Barak Obama lui-même, en 2016 déjà, avait reconnu que la Russie disposait d’une
incontestable « dominance dans la capacité d’escalade ». Il parlait d’or. Mais
cette soudaine lucidité arrive bien tard.
Si l’enjeu est
celui d’un retour à la réalité à Kiev comme à Washington, Londres ou Paris, le
conflit des perceptions et surtout des « informations » brouille cette prise de
conscience urgentissime. Les médias occidentaux persistent à voir dans les
quelques avancées des forces ukrainiennes (par retrait des troupes russes)

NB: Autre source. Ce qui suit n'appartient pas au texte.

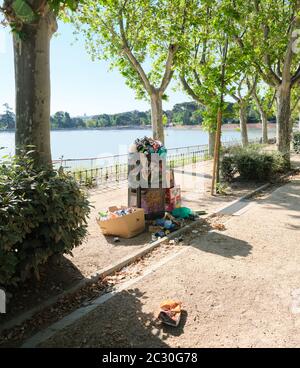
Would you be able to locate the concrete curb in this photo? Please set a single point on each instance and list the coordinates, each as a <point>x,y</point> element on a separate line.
<point>127,260</point>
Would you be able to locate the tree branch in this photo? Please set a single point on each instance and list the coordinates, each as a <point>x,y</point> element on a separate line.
<point>190,91</point>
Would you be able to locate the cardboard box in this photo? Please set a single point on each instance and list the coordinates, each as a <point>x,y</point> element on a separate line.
<point>173,198</point>
<point>126,226</point>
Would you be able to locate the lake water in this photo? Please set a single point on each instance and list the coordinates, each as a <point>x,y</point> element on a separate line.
<point>96,143</point>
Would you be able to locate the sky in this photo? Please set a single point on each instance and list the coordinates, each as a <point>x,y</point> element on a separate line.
<point>78,85</point>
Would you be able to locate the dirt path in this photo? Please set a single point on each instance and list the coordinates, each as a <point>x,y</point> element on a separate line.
<point>239,288</point>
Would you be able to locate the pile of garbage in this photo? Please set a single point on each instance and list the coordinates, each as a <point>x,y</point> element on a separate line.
<point>148,146</point>
<point>109,215</point>
<point>172,222</point>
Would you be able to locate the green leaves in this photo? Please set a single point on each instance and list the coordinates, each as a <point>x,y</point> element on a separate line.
<point>42,212</point>
<point>143,28</point>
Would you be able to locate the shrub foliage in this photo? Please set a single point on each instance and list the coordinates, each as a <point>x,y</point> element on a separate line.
<point>296,142</point>
<point>43,212</point>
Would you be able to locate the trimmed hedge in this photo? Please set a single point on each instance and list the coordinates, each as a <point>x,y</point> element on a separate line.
<point>251,163</point>
<point>43,212</point>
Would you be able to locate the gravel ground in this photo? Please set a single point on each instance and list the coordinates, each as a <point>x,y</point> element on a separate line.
<point>239,288</point>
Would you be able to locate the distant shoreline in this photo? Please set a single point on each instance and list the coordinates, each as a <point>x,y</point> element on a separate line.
<point>177,127</point>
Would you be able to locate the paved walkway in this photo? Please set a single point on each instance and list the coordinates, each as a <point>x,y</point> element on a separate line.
<point>239,288</point>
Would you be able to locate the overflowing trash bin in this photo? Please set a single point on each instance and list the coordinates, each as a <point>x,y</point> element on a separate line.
<point>147,179</point>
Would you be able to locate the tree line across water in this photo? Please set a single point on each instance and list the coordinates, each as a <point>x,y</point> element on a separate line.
<point>186,113</point>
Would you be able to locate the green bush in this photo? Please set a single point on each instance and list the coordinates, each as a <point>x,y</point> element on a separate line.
<point>43,212</point>
<point>296,142</point>
<point>252,163</point>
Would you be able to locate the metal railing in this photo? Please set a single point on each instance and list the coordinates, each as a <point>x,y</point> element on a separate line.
<point>112,170</point>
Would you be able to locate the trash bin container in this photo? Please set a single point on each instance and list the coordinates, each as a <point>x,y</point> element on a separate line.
<point>146,183</point>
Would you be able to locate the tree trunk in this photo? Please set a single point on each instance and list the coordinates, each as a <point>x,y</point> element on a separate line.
<point>264,122</point>
<point>211,143</point>
<point>243,123</point>
<point>157,117</point>
<point>32,78</point>
<point>283,102</point>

comme à Kharkov ou Kherson, les prémices d’une grande victoire militaire
ukrainienne. On en est pourtant loin. Kherson, cadeau empoisonné, devient très
difficile à approvisionner et les forces ukrainiennes toujours sous le feu
russe depuis la rive est du Dniepr, commencent à appeler les habitants à la
quitter. Les pertes sont lourdes, et les forces armées de Kiev sont de plus en
plus suppléées par des troupes polonaises voir américaines présentes au nom
d’une discrète « coalition des bonnes volontés » sans pour autant vouloir le
moins du monde provoquer de trop une Russie en train de se préparer à une
offensive d’hiver et d’injecter méthodiquement ses 300.000 réservistes
récemment mobilisés. La Russie se prépare à durer et poursuivre sa guerre
d’attrition avec des objectifs de moins en moins limités. L’échec de la
politique de sanctions et la description récente par le vice-premier ministre
russe de son pays comme d’une « île de stabilité » dans un monde chaotique,
même si elle doit être évidemment pondérée, traduit une réalité douloureuse. Le
fantasme des neoconservateurs américains de détruire l’économie, l’armée et le
pouvoir russes a explosé en vol. Les USA et plus encore l’Europe se sont laissé
entrainer par l’Ubris belliqueux de certaines de leurs composantes
gouvernementales et politiques dans un piège dont l’issue pourrait bien être la
démonstration éclatante du déclin de l’Occident et la fin de l’hégémon
américain.
En fait, nous
faisons face à la nécessité douloureuse de sortir de notre rêve- abattre la
Russie- avant que la déroute ne soit trop humiliante. Deux méthodes s’offrent
pour cela aux Américains : la méthode « douce », consistant à laisser Zelenski
s’enfoncer en le lâchant progressivement et en lui disant que c’est à lui de
décider quand il faudra négocier avec Moscou ; la méthode « radicale », en fait
plus bénéfique dans ses effets pour le pays et le peuple ukrainien : négocier
directement avec Moscou un compromis territorial et surtout stratégique
(c’est-à-dire la neutralisation définitive de l’Ukraine), assécher brutalement
le flux d’armes et d’argent pour imposer
les termes d’un accord réaliste à Zelenski qui devra faire de nécessité vertu
et y trouverait une « excuse » auprès des ultras qui l’entourent.
Dans un monde en
noir et blanc tel que nous aimons le voir, supporter que « le méchant » gagne
n’est pas facile. Mais c’est ce qui nous préserverait de pire encore. On
pourrait inscrire une telle négociation dans une vaste refondation intelligente
des équilibres de sécurité en Europe et reconstruire à grands frais l’Ukraine
pour se faire pardonner de l’avoir instrumentalisée…Mais pour avoir le courage
d’une telle approche, qui douchera les opinions publiques occidentales, il
faudrait des hommes d’État capables de prendre ces décisions douloureuses et
salutaires. Or, c’est une espèce en voie de disparition en Occident, où les
politiques à courte vue appuyés sur des médias peu critiques, bercent
complaisamment les peuples d’illusions et de « narratifs » engageants mais
faux, pour obtenir leur consentement à l’affrontement tout en leur promettant
qu’il ne leur en coutera pas grand-chose.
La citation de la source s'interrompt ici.